*Maria Padilha

    Ella es Exú y también es una de sus mujeres, espejo y amante: Maria Padilha, la más puta de las diablas con las que Exú gusta revolcarse en las hogueras.

    No es difícil reconocerla cuando entra en algún cuerpo. Maria Padilha chilla, aúlla, insulta y ríe de muy mala manera, y al fin del trance exige bebidas caras y cigarrillos importados. Hay que darle trato de gran señora y rogarle mucho para que ella se digne ejercer su reconocida influencia ante los dioses y los diablos que más mandan.

    Maria Padilha no entra en cualquier cuerpo. Ella elige, para manifestarse en este mundo, a las mujeres que en los suburbios de Río se ganan la vida entregándose por monedas. Así, las despreciadas se vuelven dignas de devoción: la carne de alquiler sube al centro del altar. Brilla más que todos los soles la basura de la noche.

*Isis

    Como Osiris, Isis aprendió en Egipto los misterios del nacimiento incesante.

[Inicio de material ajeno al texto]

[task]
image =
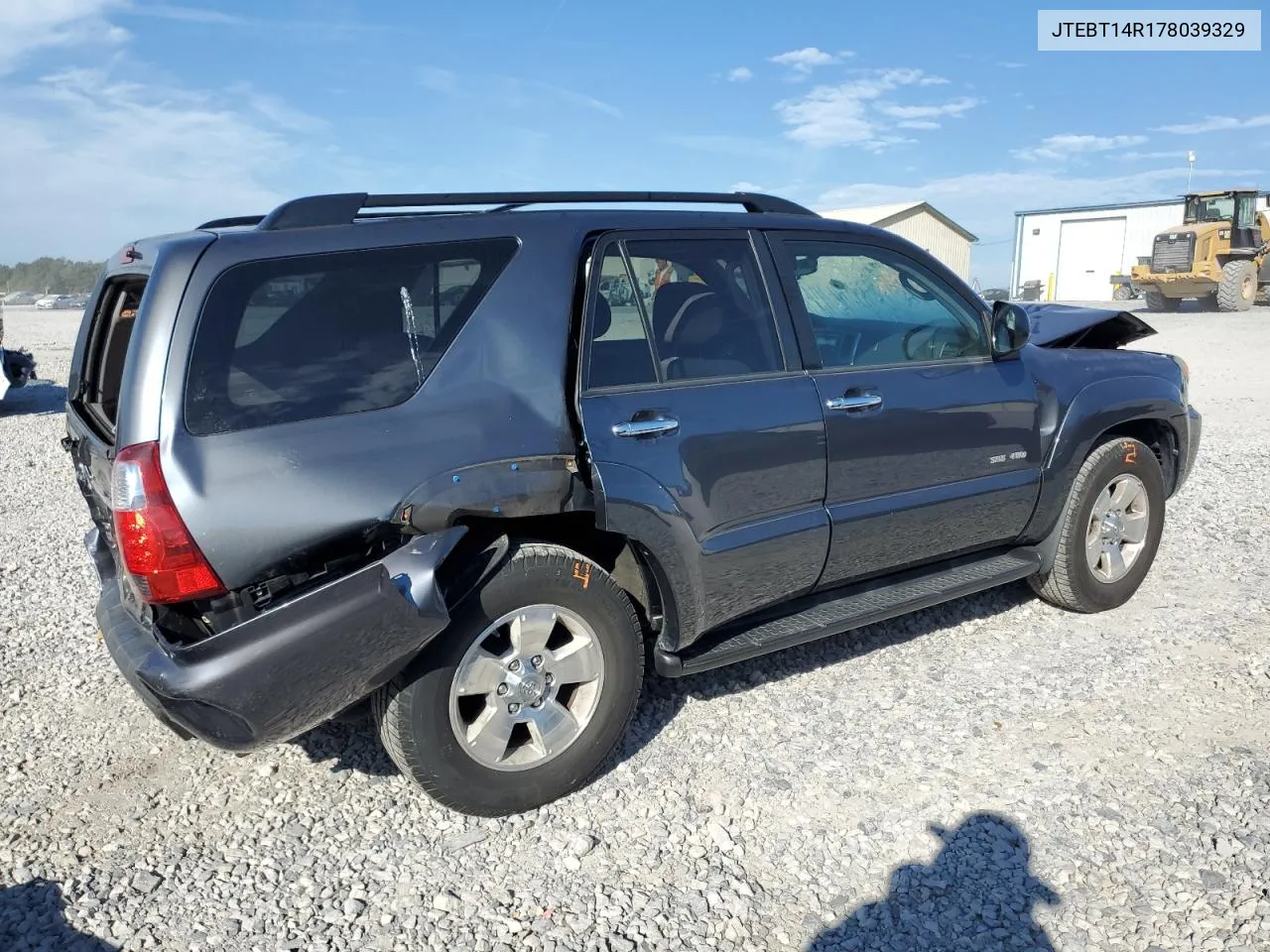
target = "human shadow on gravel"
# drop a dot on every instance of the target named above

Conocemos su imagen: esta diosa madre dando de mamar a su hijo Horus, como mucho después la Virgen María amamantó a Jesús. Pero Isis nunca fue muy virgen, que digamos. Hizo el amor con Osiris, desde que se estaban formando, juntos, en el vientre de la madre, y ya crecida ejerció durante diez años, en la ciudad de Tiro, el oficio más antiguo. En los miles de años siguientes, Isis anduvo mucho mundo, dedicada a resucitar a las putas, a los esclavos y demás malditos.

    En Roma fundó templos en medio del pobrerío, a la orilla de los burdeles. Los templos fueron arrasados, por orden imperial, y fueron crucificados sus sacerdotes; pero esas mulas tozudas volvieron a la vida una y otra vez.

    Y cuando los soldados del emperador Justiniano trituraron el santuario de Isis en la isla Filae, en el Nilo, y sobre las ruinas alzaron la católica iglesia de San Esteban, los peregrinos de Isis siguieron acudiendo a rendir homenaje a su diosa pecadora, ante el altar cristiano.